TABLE-US-00001 TABLE 1 Composition of example scintillators. The second addition: 2-(Stilbene-4- Polymer The first addition yl)benzoxazolein Polystyrene p-terfenyl, 2% wag. 0.03% w/w Polystyrene 2,5-diphenylooxazole, 2% w/w 0.03% w/w Polyvinyltoluene 2,5-diphenylooxazole, 2% w/w 0.01% w/w Polyvinyltoluene 2,5-diphenylooxazole, 2% w/w 0.02% w/w Polyvinyltoluene 2,5-diphenylooxazole, 2% w/w 0.03% w/w Polyvinyltoluene 2,5-diphenylooxazole, 2% w/w 0.04% w/w Polyvinyltoluene 2,5-diphenylooxazole, 2% w/w 0.05% w/w

[0026] Before the reaction, monomer (styrene, vinyltoluene) was cleaned by granules of activated alumina with 4A molecular sieve. Next, the proper amount of fluorescent additions were dissolved in liquid monomer, the solution was pour into glass ampoule, which was earlier silanized to avoid glass adhesion to polymer and was barbotaged by argon for a few minutes. The ampoule was closed tight in flame of the burner.

[0027] Polymerization process was initiated thermally. The temperature cycle used during scintillator production was following: 0.01 h-100° C., 4 h-140° C., 72 h-140° C., 10 h-90° C., 2 h-90° C., 12 h-30° C.

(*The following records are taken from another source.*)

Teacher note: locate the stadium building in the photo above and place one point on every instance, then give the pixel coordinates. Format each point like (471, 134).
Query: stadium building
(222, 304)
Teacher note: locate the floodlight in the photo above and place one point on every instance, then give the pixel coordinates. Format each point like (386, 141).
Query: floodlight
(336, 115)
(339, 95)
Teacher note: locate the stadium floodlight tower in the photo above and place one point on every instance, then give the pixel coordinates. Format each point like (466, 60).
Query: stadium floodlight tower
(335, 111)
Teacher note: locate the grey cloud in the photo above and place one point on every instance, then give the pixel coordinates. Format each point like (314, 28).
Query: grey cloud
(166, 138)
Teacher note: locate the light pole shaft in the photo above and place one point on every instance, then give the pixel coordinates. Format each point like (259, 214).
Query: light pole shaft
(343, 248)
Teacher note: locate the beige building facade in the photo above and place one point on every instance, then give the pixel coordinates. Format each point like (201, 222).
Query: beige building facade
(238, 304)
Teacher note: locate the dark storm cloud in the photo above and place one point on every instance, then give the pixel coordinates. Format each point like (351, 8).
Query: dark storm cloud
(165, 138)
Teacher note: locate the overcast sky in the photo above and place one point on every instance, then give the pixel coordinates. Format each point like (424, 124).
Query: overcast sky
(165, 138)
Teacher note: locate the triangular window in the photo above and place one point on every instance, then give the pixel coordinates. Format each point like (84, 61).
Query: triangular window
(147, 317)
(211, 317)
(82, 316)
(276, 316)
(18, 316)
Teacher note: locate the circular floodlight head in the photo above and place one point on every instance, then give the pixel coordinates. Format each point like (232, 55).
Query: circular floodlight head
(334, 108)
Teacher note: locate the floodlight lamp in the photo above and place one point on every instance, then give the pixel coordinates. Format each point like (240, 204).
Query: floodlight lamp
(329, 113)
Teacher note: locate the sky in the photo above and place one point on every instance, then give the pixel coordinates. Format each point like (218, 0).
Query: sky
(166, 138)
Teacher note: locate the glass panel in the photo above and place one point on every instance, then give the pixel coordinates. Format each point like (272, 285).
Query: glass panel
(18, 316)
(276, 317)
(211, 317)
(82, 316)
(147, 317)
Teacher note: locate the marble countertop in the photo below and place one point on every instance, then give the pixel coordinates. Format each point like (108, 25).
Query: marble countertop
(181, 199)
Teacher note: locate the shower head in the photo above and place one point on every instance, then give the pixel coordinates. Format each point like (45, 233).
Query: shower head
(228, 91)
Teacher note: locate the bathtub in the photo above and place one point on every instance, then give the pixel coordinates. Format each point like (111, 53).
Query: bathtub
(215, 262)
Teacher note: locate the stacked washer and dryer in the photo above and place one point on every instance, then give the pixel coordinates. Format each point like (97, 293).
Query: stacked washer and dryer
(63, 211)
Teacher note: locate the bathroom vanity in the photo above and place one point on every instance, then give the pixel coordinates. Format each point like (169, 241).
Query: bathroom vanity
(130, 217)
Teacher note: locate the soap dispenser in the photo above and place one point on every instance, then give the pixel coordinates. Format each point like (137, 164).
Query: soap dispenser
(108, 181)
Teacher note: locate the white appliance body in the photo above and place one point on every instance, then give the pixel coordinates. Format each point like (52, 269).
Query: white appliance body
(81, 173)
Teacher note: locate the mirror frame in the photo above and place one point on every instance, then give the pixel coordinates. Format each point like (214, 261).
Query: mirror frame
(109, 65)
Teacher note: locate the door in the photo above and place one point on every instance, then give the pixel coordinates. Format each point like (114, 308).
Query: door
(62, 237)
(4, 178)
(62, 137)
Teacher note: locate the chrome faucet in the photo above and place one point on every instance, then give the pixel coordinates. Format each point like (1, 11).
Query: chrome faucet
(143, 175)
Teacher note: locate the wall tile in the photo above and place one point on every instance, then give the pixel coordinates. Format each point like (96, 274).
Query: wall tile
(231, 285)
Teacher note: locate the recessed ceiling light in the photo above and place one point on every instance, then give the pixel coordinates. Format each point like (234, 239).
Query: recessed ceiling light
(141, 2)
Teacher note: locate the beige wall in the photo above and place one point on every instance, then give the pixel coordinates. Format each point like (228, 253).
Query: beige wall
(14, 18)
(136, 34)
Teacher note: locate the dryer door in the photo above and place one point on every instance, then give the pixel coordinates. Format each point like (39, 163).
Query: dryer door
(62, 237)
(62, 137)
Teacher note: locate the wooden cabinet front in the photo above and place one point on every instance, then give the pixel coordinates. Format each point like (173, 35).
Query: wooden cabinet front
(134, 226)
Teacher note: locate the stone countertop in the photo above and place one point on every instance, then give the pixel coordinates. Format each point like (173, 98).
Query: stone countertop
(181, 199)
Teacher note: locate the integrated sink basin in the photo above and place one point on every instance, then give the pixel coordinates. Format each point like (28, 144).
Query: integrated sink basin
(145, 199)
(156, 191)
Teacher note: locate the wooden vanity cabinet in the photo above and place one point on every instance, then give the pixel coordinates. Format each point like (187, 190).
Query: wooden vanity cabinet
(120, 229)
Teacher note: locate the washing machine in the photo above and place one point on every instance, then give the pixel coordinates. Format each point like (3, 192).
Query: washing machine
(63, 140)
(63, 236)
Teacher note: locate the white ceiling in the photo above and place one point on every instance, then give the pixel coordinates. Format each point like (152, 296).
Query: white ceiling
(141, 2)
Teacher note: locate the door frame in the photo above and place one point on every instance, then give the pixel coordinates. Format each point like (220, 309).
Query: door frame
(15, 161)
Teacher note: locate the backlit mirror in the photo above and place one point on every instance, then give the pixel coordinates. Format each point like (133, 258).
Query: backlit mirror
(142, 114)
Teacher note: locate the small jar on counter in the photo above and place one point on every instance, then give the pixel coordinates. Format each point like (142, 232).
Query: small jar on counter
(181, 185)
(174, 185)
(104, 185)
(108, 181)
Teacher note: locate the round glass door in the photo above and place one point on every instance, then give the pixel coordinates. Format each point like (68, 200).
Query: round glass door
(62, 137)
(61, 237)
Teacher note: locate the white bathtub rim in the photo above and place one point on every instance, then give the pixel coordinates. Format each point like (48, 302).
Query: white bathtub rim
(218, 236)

[0028] As a result of long synthesis, which lasted about 100 hours homogeneous scintillator was produced with good optical characteristics.

EXAMPLE 2

Optical Characteristics of Polymeric Scintillator According to the Invention

[0029] Scintillator obtained according with Example 1. was tested in the experiment described below.

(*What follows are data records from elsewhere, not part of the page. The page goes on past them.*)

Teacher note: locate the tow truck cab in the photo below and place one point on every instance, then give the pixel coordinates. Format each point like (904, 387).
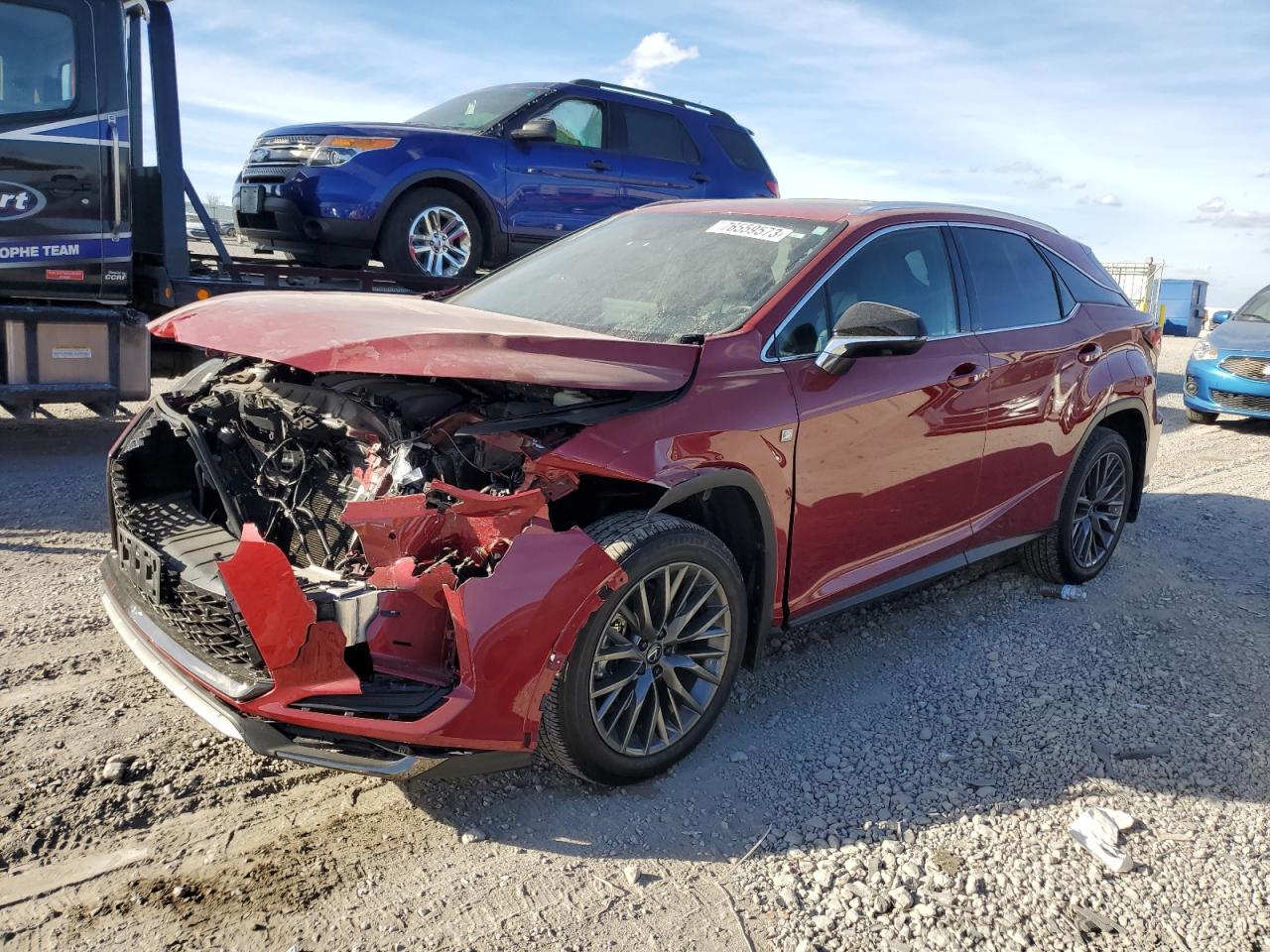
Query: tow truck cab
(66, 160)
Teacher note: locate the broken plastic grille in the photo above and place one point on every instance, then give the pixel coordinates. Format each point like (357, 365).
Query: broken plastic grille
(1247, 367)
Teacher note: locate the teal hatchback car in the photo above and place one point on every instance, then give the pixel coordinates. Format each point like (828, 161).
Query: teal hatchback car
(1229, 370)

[0030] To determine luminous efficiency of the scintillator experimental system presented in FIG. 1 was used. All samples were equally cut and polished, and wrapped with thread tape, with one edge unwrapped which was attached to photomultiplier window with optical gel EJ550. The source of gamma quanta was isotope 137 Cs emitting gamma quanta with energy 622 keV reacting with the scintillator. The measurement was performed for the samples containing 2-(4-styrylphenyl)benzoxazole and for the check standard of scintillators BC-420 from the company Saint Gobain. Using oscilloscope spectrum of signal height ending with Compton edge were registered. On the basis of the edge center luminous efficiency of the scintillator was determined. In the limits of measurement uncertainty it was confirmed that luminous efficiency of the scintillator which is the subject of this patent application does not differ from the luminous efficiency of the scintillator BC-420.

[0031] The time resolution was determined of the scintillator containing 2-(4-styrylphenyl)benzoxazole for registration of gamma quanta with energy 511 keV used in PET scanners. In the system presented in FIG. 2 two scintillators wrapped in the Vikuity foil were placed: the one examined and the check standard with the same size (14 mm×14 mm×20 mm). The check standard was the scintillator B-420 from the company Saint-Gobain. The scintillators were exposed in the middle of their length and the source emitting annihilating gamma quanta was isotope 22 Na. The energy of emitting gamma quanta was 511 keV. Using such prepared set the measurement of difference in time between signals from photomultipliers PM1 and PM2 as well as PM3 and PM4 was conducted. In the above mentioned system the time resolution determining interaction time of gamma quantum were really good, on the level of 50 ps. Similar value was received for the commercial scintillator BC-420.